Gazeta, która ukazuje się w mieście Nuevo Laredo w stanie Tamaulipas na północnym wschodzie Meksyku, kontrolowanym przez kartel narkotykowy Las Zetas, ostatnio dwukrotnie była celem groźnych zamachów bombowych dokonywanych prawdopodobnie przez "żołnierzy" kartelu.

Media pod ostrzałem

W związku z decyzją kierownictwa i dziennikarzy "La Manana", komentowaną w całej prasie hiszpańskojęzycznej na świecie, przypomina się, że z obawy przed mafią narkotykową już wiele dzienników i pism meksykańskich ograniczyło informacje o jej zbrodniach.
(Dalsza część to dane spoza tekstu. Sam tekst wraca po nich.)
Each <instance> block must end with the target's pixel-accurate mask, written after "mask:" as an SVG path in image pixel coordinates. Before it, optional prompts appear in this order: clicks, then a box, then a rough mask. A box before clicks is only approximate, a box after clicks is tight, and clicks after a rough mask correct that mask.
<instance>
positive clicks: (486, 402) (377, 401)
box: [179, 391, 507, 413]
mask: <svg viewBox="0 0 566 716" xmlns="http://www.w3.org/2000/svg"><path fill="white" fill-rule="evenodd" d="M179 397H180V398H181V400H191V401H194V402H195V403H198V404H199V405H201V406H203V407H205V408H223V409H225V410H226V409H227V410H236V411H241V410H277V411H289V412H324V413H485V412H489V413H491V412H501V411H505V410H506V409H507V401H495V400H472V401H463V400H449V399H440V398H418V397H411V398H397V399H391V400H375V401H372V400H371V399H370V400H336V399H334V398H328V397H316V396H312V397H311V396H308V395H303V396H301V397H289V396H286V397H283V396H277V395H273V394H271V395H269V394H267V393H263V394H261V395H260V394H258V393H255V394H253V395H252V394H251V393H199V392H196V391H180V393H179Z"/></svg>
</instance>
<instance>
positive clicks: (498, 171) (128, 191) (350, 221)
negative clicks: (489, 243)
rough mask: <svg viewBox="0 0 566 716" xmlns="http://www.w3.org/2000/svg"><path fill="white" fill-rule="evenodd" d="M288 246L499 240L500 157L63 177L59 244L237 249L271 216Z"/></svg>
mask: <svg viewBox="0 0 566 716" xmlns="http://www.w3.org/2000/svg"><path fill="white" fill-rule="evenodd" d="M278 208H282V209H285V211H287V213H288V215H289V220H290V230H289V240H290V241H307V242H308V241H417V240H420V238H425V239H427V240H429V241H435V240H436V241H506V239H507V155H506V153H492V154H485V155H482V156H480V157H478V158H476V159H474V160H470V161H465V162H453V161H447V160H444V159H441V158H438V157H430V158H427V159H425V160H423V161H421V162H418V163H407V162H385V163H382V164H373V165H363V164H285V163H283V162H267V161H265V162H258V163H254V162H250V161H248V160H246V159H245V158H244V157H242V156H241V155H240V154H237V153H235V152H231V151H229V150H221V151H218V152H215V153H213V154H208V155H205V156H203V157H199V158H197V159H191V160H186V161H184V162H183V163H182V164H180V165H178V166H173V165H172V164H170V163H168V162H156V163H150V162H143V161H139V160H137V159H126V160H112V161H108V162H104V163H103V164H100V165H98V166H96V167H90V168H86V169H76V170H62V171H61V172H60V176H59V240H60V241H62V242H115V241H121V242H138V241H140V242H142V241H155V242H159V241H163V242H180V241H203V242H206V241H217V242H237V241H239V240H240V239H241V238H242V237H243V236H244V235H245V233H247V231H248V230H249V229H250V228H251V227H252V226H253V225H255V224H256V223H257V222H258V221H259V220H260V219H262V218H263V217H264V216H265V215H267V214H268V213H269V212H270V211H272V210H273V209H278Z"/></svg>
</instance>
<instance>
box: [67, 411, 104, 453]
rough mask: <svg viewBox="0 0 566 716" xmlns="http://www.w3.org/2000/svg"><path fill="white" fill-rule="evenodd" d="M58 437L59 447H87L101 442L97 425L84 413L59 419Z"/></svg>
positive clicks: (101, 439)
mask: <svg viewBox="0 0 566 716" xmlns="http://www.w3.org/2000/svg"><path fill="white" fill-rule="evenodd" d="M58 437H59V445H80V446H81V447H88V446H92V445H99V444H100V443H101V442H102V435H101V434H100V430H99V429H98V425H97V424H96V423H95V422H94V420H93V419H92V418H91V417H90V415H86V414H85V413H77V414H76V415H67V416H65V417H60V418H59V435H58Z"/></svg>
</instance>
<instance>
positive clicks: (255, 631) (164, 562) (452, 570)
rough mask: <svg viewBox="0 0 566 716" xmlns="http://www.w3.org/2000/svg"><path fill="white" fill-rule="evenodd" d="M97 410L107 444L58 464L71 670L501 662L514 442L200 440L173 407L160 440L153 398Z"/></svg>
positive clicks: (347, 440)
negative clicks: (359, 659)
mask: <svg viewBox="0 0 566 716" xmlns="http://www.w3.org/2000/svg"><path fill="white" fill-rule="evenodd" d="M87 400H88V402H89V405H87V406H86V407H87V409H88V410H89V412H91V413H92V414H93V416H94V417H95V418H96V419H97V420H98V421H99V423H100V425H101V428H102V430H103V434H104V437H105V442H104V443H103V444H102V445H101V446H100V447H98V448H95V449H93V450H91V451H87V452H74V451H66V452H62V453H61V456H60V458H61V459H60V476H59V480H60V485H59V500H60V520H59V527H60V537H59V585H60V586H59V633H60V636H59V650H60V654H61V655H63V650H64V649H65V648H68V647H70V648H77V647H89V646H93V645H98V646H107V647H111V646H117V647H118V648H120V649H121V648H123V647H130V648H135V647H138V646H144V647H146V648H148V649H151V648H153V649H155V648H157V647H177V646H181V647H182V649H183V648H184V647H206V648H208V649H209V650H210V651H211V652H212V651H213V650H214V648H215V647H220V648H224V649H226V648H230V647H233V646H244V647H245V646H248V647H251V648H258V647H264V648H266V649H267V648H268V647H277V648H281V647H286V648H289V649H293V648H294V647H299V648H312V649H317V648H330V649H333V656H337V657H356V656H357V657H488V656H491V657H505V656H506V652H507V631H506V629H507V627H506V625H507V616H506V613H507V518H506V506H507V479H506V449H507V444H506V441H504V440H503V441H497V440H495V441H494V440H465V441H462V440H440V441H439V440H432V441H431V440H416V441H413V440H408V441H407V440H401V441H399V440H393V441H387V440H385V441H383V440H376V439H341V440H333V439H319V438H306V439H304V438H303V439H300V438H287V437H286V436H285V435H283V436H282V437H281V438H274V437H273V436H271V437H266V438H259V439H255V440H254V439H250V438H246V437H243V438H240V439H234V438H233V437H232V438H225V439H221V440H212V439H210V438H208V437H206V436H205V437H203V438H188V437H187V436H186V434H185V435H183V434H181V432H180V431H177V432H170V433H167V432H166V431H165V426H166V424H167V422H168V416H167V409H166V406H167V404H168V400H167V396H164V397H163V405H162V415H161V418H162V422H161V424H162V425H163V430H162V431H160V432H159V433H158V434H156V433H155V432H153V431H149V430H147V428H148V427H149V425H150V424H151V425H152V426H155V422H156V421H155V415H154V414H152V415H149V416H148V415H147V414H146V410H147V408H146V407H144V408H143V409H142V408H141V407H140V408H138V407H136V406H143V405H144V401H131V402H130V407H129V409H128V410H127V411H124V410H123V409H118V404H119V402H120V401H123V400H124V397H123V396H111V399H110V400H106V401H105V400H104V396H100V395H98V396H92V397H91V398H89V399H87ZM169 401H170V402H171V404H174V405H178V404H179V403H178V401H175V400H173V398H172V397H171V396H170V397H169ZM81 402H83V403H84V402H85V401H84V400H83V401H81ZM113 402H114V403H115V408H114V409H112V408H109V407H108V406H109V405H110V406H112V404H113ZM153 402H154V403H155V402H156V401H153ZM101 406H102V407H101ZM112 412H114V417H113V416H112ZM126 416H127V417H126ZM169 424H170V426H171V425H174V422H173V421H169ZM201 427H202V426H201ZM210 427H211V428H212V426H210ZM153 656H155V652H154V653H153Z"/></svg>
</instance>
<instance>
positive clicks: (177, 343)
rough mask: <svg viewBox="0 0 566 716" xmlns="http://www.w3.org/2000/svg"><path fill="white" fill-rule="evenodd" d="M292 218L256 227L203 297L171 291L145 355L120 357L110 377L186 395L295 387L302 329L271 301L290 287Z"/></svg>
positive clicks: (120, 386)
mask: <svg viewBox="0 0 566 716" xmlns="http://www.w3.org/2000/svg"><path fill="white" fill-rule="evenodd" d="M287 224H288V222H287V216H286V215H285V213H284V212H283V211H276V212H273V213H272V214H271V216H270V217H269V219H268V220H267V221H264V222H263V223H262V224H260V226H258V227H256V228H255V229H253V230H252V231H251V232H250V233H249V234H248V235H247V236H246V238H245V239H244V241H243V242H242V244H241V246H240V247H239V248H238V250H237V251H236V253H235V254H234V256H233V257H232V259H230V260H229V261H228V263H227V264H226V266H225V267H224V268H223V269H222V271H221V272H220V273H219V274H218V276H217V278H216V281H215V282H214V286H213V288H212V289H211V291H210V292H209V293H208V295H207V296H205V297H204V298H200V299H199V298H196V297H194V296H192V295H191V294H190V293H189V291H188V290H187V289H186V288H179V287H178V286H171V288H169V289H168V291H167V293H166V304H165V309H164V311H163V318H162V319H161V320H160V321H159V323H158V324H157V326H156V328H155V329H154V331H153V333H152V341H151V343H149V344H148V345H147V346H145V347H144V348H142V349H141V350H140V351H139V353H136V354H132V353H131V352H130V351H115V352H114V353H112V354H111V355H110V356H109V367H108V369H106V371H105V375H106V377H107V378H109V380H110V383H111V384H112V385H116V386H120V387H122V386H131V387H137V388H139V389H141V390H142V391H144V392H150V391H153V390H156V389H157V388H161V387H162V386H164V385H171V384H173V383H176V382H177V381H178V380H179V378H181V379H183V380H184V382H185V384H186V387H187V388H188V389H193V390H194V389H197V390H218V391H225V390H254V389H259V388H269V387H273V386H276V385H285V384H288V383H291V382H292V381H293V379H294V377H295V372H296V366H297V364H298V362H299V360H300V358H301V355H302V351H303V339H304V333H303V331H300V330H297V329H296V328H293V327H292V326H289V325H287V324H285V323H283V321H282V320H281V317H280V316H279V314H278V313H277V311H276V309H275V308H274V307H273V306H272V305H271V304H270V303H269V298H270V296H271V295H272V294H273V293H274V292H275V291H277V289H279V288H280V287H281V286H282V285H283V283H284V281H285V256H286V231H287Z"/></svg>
Jednak po raz pierwszy, jak komentuje hiszpański portal internetowy Elcomercio, meksykański dziennik poczuł się zmuszony do całkowitej rezygnacji z pisania o przemocy walczących między sobą karteli narkotykowych, które zastraszyły niemal cały kraj.

Jeden z najgroźniejszych krajów

Organizacja "Reporterzy bez granic" uznała w 2011 roku Meksyk za najbardziej niebezpieczny kraj świata po Pakistanie oraz Iraku. Stan Tamaulipas, jako leżący na drodze przemytu narkotyków do USA, został uznany w Meksyku za jeden z najbardziej niebezpiecznych.

Od 2006 roku walki między gangami narkotykowymi i terror, który szerzą w całym kraju, pochłonęły w Meksyku ponad 55 tys. śmiertelnych ofiar.